Dean Emerita of Columbia’s School of International and Public Affairs, which she led from 1997-2007, Anderson served as president of the American University in Cairo from 2011-16 after starting at the university as provost in 2008. An accomplished author of several books and scholarly articles, Anderson’s research also has included work on regime change and democratization in developing countries and on social science and public policy in the United States and around the world.
All those areas of expertise play a role in her lecture at FGCU. For background, as states in the Arab world collapse into conflict, people of the region resort to other kinds of identities and institutions to provide the necessities of daily life in the 21st century, from religious sects to trading networks and family connections. How has the past century of state formation and deformation shaped these alternatives, and what might they mean for politics — in the region and beyond — in the coming decades?
“The European-style state introduced in the Arab world after World War I did not reflect local interests or aspirations, and the interwar imposition of these states in the region introduced deeply dysfunctional dynamics into modern political life,” Anderson said. “The new states came with expectations for government that would prove impossible to meet while imposing a system of rule that, far from creating citizens, often reinforced non-state identities and created deep communal resentment and anger.
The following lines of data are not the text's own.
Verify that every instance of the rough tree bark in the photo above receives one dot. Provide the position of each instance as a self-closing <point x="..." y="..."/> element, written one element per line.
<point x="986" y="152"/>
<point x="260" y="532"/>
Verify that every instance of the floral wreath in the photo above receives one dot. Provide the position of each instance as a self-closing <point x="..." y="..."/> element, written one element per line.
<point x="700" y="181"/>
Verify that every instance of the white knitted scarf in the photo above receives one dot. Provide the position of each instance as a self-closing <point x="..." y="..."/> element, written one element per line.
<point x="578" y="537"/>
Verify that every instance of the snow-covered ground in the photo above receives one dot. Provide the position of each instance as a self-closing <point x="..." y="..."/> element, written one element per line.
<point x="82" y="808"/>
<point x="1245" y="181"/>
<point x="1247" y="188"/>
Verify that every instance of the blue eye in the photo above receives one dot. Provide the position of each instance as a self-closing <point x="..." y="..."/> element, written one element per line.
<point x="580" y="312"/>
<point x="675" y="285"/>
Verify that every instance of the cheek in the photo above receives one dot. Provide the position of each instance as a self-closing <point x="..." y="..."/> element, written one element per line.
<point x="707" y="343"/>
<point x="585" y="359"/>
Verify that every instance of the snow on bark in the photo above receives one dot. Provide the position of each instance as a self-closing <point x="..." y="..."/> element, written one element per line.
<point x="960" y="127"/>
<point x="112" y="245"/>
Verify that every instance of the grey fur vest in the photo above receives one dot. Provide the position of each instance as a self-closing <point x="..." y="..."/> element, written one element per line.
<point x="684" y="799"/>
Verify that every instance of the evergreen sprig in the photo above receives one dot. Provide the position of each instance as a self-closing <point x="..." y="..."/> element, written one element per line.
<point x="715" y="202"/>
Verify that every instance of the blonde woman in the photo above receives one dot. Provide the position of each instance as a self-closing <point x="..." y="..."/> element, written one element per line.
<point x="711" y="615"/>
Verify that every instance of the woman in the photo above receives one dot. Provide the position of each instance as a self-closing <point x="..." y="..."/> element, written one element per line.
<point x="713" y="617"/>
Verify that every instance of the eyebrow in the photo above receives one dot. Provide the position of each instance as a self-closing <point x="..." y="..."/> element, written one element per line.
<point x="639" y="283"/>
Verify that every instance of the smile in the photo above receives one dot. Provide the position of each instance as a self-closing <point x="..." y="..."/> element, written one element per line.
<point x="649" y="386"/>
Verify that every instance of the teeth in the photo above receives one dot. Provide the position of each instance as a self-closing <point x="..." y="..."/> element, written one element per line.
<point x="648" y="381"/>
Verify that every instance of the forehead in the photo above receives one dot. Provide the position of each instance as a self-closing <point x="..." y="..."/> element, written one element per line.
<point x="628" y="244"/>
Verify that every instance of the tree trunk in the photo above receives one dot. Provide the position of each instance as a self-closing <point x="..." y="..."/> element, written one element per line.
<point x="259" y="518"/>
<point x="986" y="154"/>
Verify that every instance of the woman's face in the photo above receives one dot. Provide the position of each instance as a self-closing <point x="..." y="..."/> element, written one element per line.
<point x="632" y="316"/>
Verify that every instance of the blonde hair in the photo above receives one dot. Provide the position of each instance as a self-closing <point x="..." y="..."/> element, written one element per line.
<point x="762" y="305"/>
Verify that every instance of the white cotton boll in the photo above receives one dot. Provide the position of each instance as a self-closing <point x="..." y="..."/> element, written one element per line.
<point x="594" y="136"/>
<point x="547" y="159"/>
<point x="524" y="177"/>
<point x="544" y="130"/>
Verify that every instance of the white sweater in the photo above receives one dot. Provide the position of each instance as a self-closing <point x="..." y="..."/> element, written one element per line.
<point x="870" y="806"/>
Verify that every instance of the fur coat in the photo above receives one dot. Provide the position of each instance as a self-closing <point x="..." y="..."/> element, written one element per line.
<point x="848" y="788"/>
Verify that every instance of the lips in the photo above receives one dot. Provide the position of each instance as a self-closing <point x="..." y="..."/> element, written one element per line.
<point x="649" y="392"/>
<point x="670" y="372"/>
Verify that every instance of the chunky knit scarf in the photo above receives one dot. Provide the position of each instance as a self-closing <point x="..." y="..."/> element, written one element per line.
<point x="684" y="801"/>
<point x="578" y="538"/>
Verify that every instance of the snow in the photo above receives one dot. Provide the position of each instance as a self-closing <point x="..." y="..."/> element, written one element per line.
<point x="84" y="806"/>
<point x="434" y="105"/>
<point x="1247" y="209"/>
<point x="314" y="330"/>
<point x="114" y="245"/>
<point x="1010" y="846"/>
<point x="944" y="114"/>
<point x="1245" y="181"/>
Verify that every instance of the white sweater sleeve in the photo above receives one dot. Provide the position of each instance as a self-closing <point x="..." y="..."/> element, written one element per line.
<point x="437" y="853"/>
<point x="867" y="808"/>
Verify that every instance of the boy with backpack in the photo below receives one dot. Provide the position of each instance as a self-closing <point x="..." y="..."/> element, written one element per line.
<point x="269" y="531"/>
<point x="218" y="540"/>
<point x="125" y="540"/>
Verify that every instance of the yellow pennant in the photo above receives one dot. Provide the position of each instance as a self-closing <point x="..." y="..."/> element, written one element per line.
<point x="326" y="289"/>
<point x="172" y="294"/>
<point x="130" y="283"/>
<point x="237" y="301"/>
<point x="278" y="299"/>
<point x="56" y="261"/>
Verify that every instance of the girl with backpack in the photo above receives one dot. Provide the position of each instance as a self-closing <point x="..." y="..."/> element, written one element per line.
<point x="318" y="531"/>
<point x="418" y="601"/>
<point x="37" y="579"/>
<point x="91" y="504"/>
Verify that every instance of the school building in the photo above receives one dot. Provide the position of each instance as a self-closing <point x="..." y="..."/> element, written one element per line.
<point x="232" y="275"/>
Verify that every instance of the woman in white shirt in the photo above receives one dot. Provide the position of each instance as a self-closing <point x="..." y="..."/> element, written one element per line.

“We see the result of this history today in the weakness of the contemporary states and the robustness of alternative political identities and movements across the region, from Egypt’s Muslim Brotherhood to Libya’s tribal militias, to Iraq’s Kurdistan to Yemen’s Houthi rebels,” she said.
Seating for the College of Arts & Sciences Lecture Series is limited. Register online for “The State and Its Competitors in the Arab World.” The next lecture in the series is Jan. 26 and features Dr. Robin Rogers, president and founder of 525 Solutions Inc. and Canada Excellence Research Chair in Green Chemistry and Green Chemicals at McGill University in Montreal. He will address the question “Can Renewable Resources Replace Plastics in a Sustainable Society?”